"I should have felt hurt," replied John with a happy smile, "if they had
asked anyone else to marry them. And you will be there, Colette?"
"Certainly," she declared. "I wouldn't miss it for anything."
"And--you will go with me, Colette?"
She colored, and her eyes drooped beneath his fixed gaze.
"Yes," she said, "I will go with you."
"Thank you, Colette," he answered gently, realizing what a surrender
this was, and deeming it wise not to follow up his victory immediately.
And at his reticence Colette was conscious of a shade of disappointment.
She began to feel an uncomfortable atmosphere in the silence that
ensued, so she broke it, speaking hastily and confusedly.
"Oh, John, there is something else they want of you. The request is made
by unanimous desire that you wear their surplice--that awful surplice!"

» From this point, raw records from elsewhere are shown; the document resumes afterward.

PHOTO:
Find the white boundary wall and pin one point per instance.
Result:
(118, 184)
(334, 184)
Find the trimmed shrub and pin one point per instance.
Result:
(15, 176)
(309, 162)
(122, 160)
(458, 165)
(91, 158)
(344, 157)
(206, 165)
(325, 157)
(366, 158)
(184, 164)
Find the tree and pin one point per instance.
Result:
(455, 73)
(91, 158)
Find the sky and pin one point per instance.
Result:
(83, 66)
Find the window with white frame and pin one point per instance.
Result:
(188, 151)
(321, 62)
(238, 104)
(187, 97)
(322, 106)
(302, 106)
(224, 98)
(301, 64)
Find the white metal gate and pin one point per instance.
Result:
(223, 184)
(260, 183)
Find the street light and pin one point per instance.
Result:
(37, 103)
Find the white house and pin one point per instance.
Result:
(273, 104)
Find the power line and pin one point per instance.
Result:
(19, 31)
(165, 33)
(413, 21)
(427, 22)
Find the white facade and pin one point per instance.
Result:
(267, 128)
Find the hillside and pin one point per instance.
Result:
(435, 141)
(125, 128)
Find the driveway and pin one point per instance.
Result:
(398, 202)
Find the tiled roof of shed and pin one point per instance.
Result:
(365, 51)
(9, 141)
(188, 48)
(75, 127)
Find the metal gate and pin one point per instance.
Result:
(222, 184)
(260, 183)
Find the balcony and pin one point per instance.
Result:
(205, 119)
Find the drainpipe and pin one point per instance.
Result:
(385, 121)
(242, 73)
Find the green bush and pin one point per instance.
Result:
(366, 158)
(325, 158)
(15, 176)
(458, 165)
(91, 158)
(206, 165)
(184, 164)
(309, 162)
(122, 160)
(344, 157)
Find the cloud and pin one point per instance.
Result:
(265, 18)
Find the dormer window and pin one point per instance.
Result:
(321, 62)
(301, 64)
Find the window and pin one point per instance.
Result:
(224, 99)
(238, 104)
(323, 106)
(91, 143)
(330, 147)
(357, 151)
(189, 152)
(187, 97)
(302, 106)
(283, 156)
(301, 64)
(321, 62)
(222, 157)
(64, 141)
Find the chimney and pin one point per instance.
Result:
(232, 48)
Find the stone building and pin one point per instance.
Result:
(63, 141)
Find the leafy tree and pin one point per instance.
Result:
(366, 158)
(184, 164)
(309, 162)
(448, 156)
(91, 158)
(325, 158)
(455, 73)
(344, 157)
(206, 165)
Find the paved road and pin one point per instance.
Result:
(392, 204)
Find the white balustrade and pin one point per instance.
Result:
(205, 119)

A shadow not unlike a frown fell athwart John's brow, and he made no
immediate reply.
The introduction of the unfortunate topic made them both self-conscious,
and for the first time Colette acknowledged to herself that she had been
in the wrong in the matter of the surplice. John, misinterpreting her
constraint, and fearing that the reference to the garment had revived
all her old resentment, arose to depart.
"I will wear it if they wish," he said stiffly.
"I, too, wish you would wear it," she said in a voice scarcely audible.
He looked at her in surprise, hope returning.
"To please them," she added, coloring.
"Colette!" There was a pleading in his voice that told her all she
longed to know. "Colette, don't you think I have been patient? Won't you
be friends again?"
"I will," she said, "after--the Boarder's and Lily Rose's wedding!"